2021年4月25日に気づいたのだが、1999年入手は誤である。なぜならば、この別刷をもとに記述した遠藤公嗣『日本の人事査定』は1999年5月31日刊だからである。1999年でなく、1998年である可能性が高い。『日本の人事査定』原稿が相当できあがった後に入手した,との私の記憶にも、これが一致する。(2021年4月25日の注記)
内容: 松田竹太郎が1927-29年に米国出張滞在時にGMのRiver Worksを訪問し、そこで実施されていた人事査定制度を調査した報告。査定書式の復刻もある。時期と内容で、他に類例がない。遠藤公嗣『日本の人事査定』122頁 に記述がある。
貴重度: 『九州機械工業会誌』第26号は、国会図書館にも、cinii掲示の大学図書館にも、所蔵がない。おそらく現存する「別刷」はこれだけであろう。
追記(2024年2月22日): 『九州機械工業会誌』全号、すなわち第1号(1918年11月)から最終号である第46号(表紙の記述は1943年12月、奥付は1944年5月)まで、が九州大学理系図書館に所蔵されていることを知った。なお、所蔵の全号が、デジタル目録化されていないので、ネット上で、所蔵を探すことはできない。私は、2024年2月19日に理系図書館を訪問して、合冊され4分冊となっている全号を閲覧し調査した。以下は『九州機械工業会誌』全号を概観した私の印象である。
1)諸機械の工学的記事ばかりでなく、工場に於ける新設の機械について、工場当事者による稼働記録とか、九州機械工業会による工場見学の記録とか、が多い。
2)上記の記録には、「あるいは」と私は思っていたのだが、工場に於ける工員の労務管理や賃金制度の叙述や論文が含まれる。 したがって、松田竹太郎「米国工場に於ける人事記録の例」は、その一例であった。
3)上記1)と2)には、軍工廠の場合もある。とくに『九州機械工業会誌』初期の記事や論文には、軍事機密にあたるのではないか、と思われる記述が「平気で」記述されている。たとえば、大砲の鋼材の性質とか製造の精度や効率がわかる記述がある。軍工廠の文書は第二次世界大戦直後に焼却処分されたため、残っているものが少ない。その点で、貴重である。

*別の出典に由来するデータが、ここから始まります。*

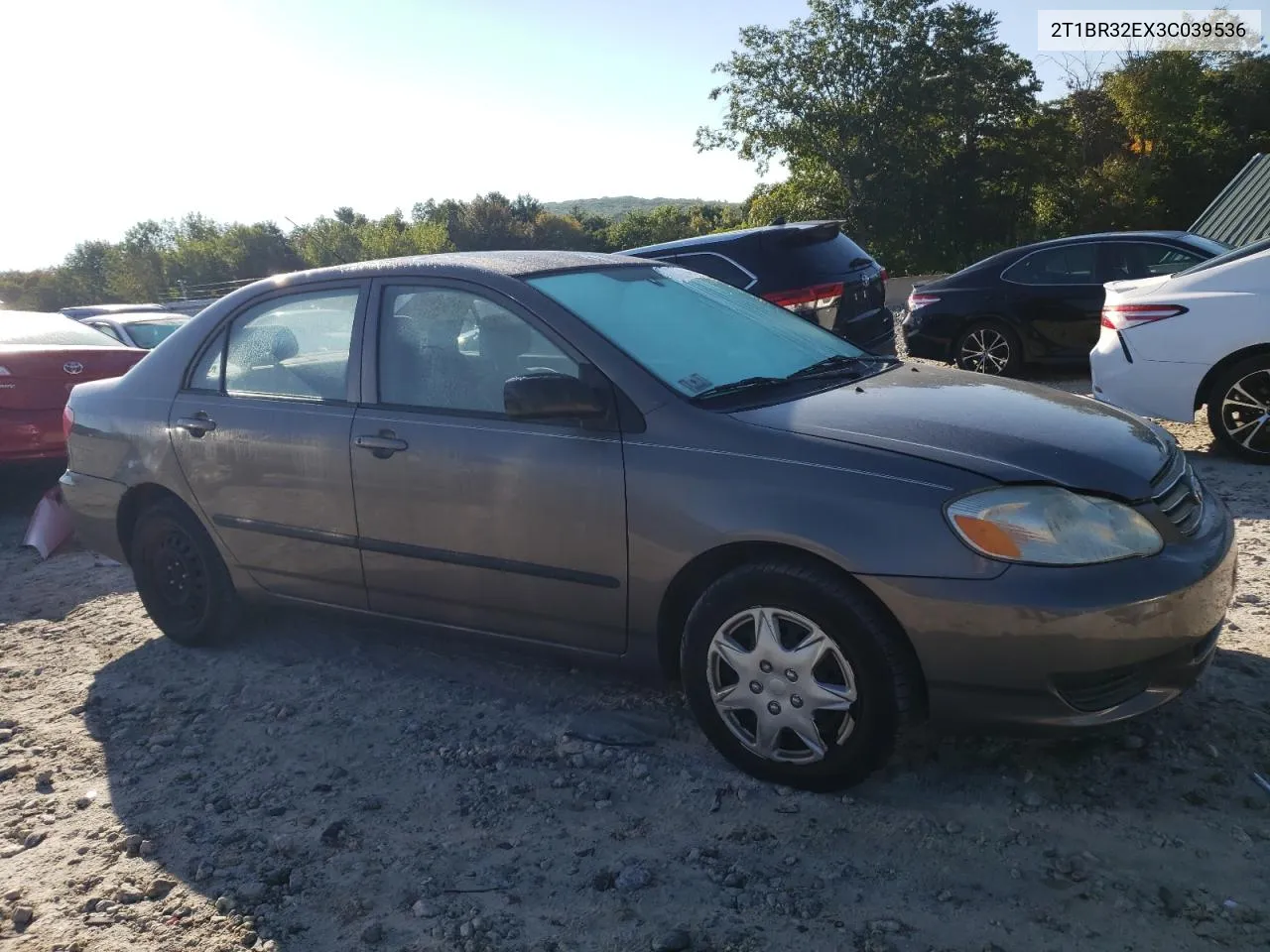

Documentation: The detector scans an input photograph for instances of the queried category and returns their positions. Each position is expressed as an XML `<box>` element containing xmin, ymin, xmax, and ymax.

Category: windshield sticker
<box><xmin>680</xmin><ymin>373</ymin><xmax>713</xmax><ymax>394</ymax></box>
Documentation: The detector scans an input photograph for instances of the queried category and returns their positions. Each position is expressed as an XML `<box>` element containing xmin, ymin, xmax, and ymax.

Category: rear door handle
<box><xmin>353</xmin><ymin>430</ymin><xmax>410</xmax><ymax>459</ymax></box>
<box><xmin>177</xmin><ymin>413</ymin><xmax>216</xmax><ymax>439</ymax></box>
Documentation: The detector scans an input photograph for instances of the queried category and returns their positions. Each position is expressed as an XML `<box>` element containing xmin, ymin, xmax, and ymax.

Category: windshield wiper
<box><xmin>785</xmin><ymin>354</ymin><xmax>899</xmax><ymax>380</ymax></box>
<box><xmin>693</xmin><ymin>377</ymin><xmax>789</xmax><ymax>400</ymax></box>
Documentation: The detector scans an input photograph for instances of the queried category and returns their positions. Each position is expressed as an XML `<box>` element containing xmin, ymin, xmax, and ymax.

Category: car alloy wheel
<box><xmin>707</xmin><ymin>607</ymin><xmax>857</xmax><ymax>765</ymax></box>
<box><xmin>957</xmin><ymin>326</ymin><xmax>1011</xmax><ymax>375</ymax></box>
<box><xmin>1220</xmin><ymin>367</ymin><xmax>1270</xmax><ymax>457</ymax></box>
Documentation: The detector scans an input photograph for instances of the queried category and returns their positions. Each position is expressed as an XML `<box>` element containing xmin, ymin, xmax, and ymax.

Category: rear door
<box><xmin>352</xmin><ymin>280</ymin><xmax>626</xmax><ymax>654</ymax></box>
<box><xmin>169</xmin><ymin>281</ymin><xmax>368</xmax><ymax>608</ymax></box>
<box><xmin>1001</xmin><ymin>241</ymin><xmax>1103</xmax><ymax>358</ymax></box>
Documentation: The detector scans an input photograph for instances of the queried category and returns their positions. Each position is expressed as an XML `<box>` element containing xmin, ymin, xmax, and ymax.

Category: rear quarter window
<box><xmin>0</xmin><ymin>311</ymin><xmax>123</xmax><ymax>346</ymax></box>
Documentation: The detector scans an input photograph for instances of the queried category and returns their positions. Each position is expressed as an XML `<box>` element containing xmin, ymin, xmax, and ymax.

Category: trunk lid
<box><xmin>0</xmin><ymin>347</ymin><xmax>149</xmax><ymax>410</ymax></box>
<box><xmin>763</xmin><ymin>227</ymin><xmax>886</xmax><ymax>332</ymax></box>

4)目次によれば、『九州機械工業会誌』の刊行理由の記事が第1号にあるはずだが、所蔵のものは、合冊に製本する際に、この記事を含めて会に関わる記事は削除されていた。残念なことである。
5)『九州機械工業会誌』の記事は、現在は、工学的見地からはほとんど重要でないであろう。しかし、たとえば経営史的見地からは、非常に重要なものがある。松田竹太郎「米国工場に於ける人事記録の例」は、その一例であった。